Originally Posted by *AJP* 
Are they ultrapasteurized? I think that can produce off smells, more than standard pasteurization.

It might be that. I cannot stand ultrapasteurized milk. And a lot of organic milk is ultrapastuerized. I have to be sure it's not or I will not drink it.
It smells weird and tastes weird to me. Everyone thinks I'm nuts.
But then I put it in DH's head and now he thinks it tastes weird too.


----------



## aradia

I think its the ultrapastuerization too, the Costco/Kirkland brand smells and tastes yucky/farty to me. The OV or WFM that are not brought to such a high temp smell mild/sweet.

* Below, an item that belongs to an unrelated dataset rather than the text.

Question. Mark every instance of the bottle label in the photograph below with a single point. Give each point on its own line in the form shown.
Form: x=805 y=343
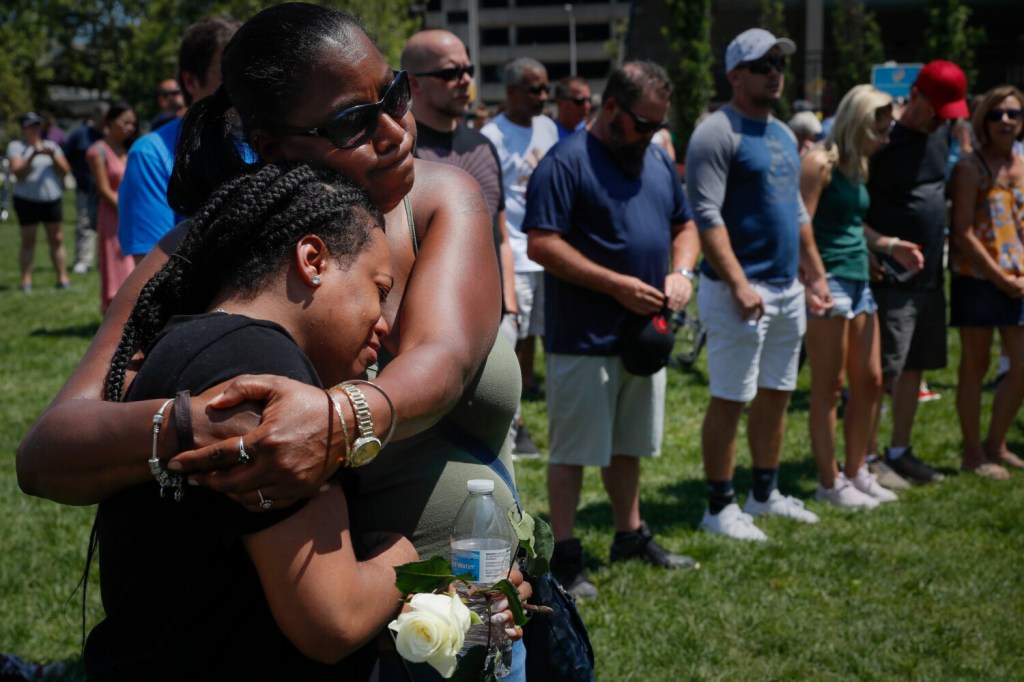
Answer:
x=486 y=565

It could also be a quality issue with the private labels brands (Kirkland, Target, Woodstock Farms) which then they cover up with the superheating.


----------



## Kb Yo

MadWorldSonnet said:


> ...Or am I just a freak?
> 
> 
> 
> 
> 
> 
> 
> 
> 
> It seems like every brand I've tried has a...well....a farty smell to it. I've tried Horizon, Nature's Promise and Trader Joes and, for the most part the same...TJs seems to only get that smell after being open for a day.
> 
> And nope, it's not my fridge, because I have other perishables that don't smell...and often it smells as soon as I open it-even if I open it as soon as I get home from the grocery store.
> 
> Other (non-organic) milks don't smell funny to me. The taste doesn't seem to be altered...except for when I can't get past the smell.
> 
> Any ideas?


Methane is released


----------



## Mr Adam Keefe

MadWorldSonnet said:


> ...Or am I just a freak?
> 
> 
> 
> 
> 
> 
> 
> 
> 
> It seems like every brand I've tried has a...well....a farty smell to it. I've tried Horizon, Nature's Promise and Trader Joes and, for the most part the same...TJs seems to only get that smell after being open for a day.
> 
> And nope, it's not my fridge, because I have other perishables that don't smell...and often it smells as soon as I open it-even if I open it as soon as I get home from the grocery store.
> 
> Other (non-organic) milks don't smell funny to me. The taste doesn't seem to be altered...except for when I can't get past the smell.
> 
> Any ideas?


Idk what it is? But I know it's real. I am a single daddy of three my baby girl age 3 and my two boys 4 and 7. My boys love it because they can talk about farts at the table, as soon as the milk or creamer is opened and they catch a wiff. But only until the boss (baby sister) puts a stop it which she does. Lol. But anyways I just Googled " why does my organic milk and organic coffee creamer always smell like farts" and I came across this chat, plus a lot more so it's good to know it's not just me, but I am not convinced by any of the explanations or assumptions as of yet. Until then, Organic Daddy out. Namasta!


----------



## alamavenom

I've never experienced this. I sniff milk regularly to make sure it isn't spoiled. I'll check it out tomorrow morning.


----------